Chris Woolard, director of strategy and competition at the FCA, pointed out that even before the Brexit vote, the UK regulator had been seeking to help fintech companies that want to develop beyond the UK and European markets.
“We have been seeking international agreements with different jurisdictions that also have big fintech ecosystems and like-minded regulators,” he says.
“We signed the first with Australia 12 weeks ago and have also signed with Singapore. We are looking at ways to enable UK-based companies to enter these markets as known entities to the regulators.”
Woolard hints at more deals to come, with off-the-record talk among his audience centring on Mumbai.

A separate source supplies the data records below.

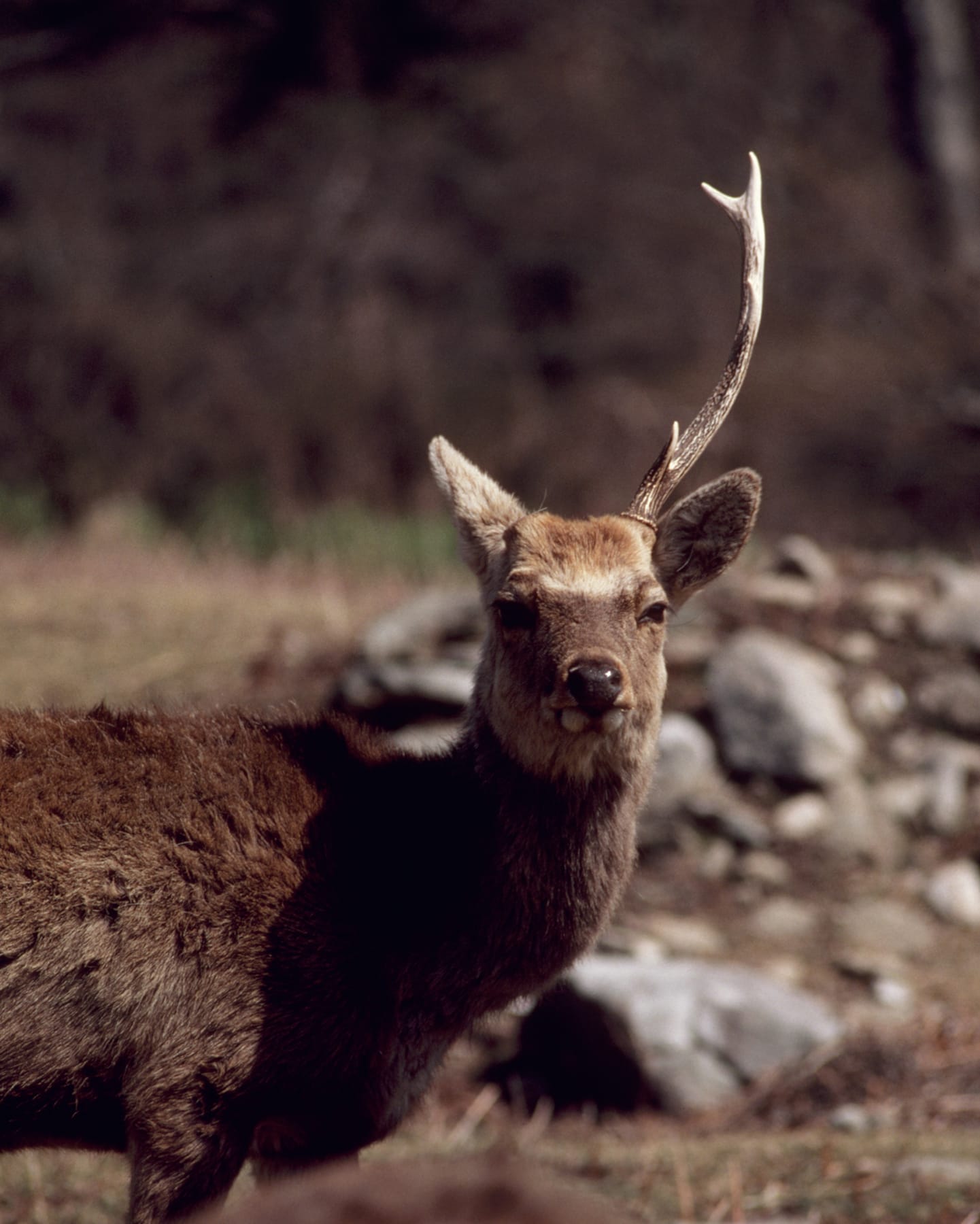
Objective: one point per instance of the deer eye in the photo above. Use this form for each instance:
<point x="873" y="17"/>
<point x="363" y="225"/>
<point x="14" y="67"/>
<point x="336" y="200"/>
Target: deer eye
<point x="514" y="615"/>
<point x="654" y="613"/>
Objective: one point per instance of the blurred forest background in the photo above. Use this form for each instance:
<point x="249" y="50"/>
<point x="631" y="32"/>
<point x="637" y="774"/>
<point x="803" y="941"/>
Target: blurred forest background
<point x="256" y="252"/>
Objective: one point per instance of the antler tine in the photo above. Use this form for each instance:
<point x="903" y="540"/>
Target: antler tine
<point x="677" y="457"/>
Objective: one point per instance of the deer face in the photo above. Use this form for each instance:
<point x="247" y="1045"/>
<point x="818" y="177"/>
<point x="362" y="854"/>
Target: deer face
<point x="572" y="677"/>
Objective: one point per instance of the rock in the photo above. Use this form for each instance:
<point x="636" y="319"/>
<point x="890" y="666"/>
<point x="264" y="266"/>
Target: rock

Innovate Finance has already established a transatlantic policy working group with US fintech firms and attended a White House fintech summit last month with the US Department of Commerce, US Treasury Department, US Small Business Administration, USAid and the Council of Economic Advisers.
“If I’m cut off from the EU, I’ll pivot to Asia and the US,” declares Laven at Currency Cloud. “It’s a big world. There’s lots to do. The rush to a digital future continues unabated.”
In the room, entrepreneurs privately questioned how effective an aggressive European response to Brexit might actually be.
The CEO of one capital markets platform tells Euromoney: “If you look at the noises since the referendum from France say, around euro clearing, I wonder whether they actually realize how fundamentally different clearing will look five or 10 years from now with blockchain.
“Are they missing something about the relative importance of physical location in a world of distributed technology?”
Entrepreneurs are already thinking in practical terms about attracting the best people to London, thinking ahead of the forthcoming negotiations on access to the single market and free movement of labour.
Lynn says: “I’d like to know if the new immigration rules will be job dependent, or whether it will be a points system determined by skill set.”
His point is that people with the skills to build fintech businesses will always be in demand and immigration rules will be set to attract them.
However, in an uncertain market for funding, the prospects for any particular fintech start-up surviving and any specific job remaining are now much less clear.